Murky Thoughts From the Middle East

It is almost impossible for me to ignore how fortunate I am.  Just yesterday, I was judging startup pitches in Istanbul, and now I am in Tel Aviv, and then on to Amman and Dubsi. Another magical GeeksonaPlane exploration.

.In Istanbul, I met  three young Turkish men who work for a university-backed accelerator and will visit Arizona in January.  And this morning I was visited by a young woman, the sister of a Thunderbird student whose pitch I had judged five years ago, who is working for a VC thinking of opening an office in Turkey. My life is exciting and full, with new people joining old friends in it every day. It has been illuminated by the retina displays of an amazing array of technology devices, none of which existed  when I was born, or even when I was forty. I have traveled the world, on my own steam.

For this reason, every time I am in a Muslim country and I see a woman in a full burka and hijab, with only her eyes showing, garbed in either black or white and walking behind a husband with his golf shirt, Bermuda shorts and sandals, I am thankful for the fact that I live in America, where I can be angry that Obama is ineffectual and Romney is a flip-flopper. Our government may be corrupt, but it is still, for the most part, secular, and the dress codes are minimal.

I am not sure how I would have gone through life as a Muslim woman. It’s not even a matter of principle for me; it is a matter of convenience and comfort. For the most part, these countries are hot. Turkey is the coolest, and it was warm. The men are free to make themselves comfortable, while the women are in fabric restraints. I can’t help thinking it’s a metaphor.

This goes far beyond the religious convention of wearing a head scarf and not exposing the body. There’s something more subtle going on here, a form of discrimination that cages women the way 19th century corsets and bustles imprisoned women before suffrage.
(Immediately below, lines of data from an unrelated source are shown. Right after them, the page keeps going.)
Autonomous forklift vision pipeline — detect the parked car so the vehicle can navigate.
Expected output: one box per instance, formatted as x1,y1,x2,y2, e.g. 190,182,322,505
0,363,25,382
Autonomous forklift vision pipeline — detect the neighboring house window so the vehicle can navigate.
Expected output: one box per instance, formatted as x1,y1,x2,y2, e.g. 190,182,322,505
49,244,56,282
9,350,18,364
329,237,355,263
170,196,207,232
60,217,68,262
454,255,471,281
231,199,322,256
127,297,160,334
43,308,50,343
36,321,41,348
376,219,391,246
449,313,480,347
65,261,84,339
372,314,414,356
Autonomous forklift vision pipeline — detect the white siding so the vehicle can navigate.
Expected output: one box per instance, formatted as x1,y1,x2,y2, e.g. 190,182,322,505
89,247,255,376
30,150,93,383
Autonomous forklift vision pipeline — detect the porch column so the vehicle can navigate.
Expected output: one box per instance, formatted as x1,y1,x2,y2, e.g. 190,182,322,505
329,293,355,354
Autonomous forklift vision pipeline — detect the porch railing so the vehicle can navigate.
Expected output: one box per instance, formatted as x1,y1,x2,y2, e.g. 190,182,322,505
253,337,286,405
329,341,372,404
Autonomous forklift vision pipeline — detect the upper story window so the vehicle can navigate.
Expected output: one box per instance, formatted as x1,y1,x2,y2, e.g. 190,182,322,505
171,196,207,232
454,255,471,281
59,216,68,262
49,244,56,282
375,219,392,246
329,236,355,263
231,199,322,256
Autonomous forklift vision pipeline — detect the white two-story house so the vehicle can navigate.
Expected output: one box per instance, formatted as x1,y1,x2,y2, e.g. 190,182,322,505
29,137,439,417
On the other hand, in Tel Aviv on the beach women in bikinis sip Mojitos into the night with men, and I take off my shoes.

I know I am thinking these thoughts because it’s election season in America, and because I am projecting on to these women my own need for self-expression through fashion. I could be 110% per cent wrong about how the women feel, but it has emotional resonance for me having fought through the women’s movement.

But I will think these women have barriers around them that will forever keep me from knowing them, and forever keep them apart. And how can separation be a good thing?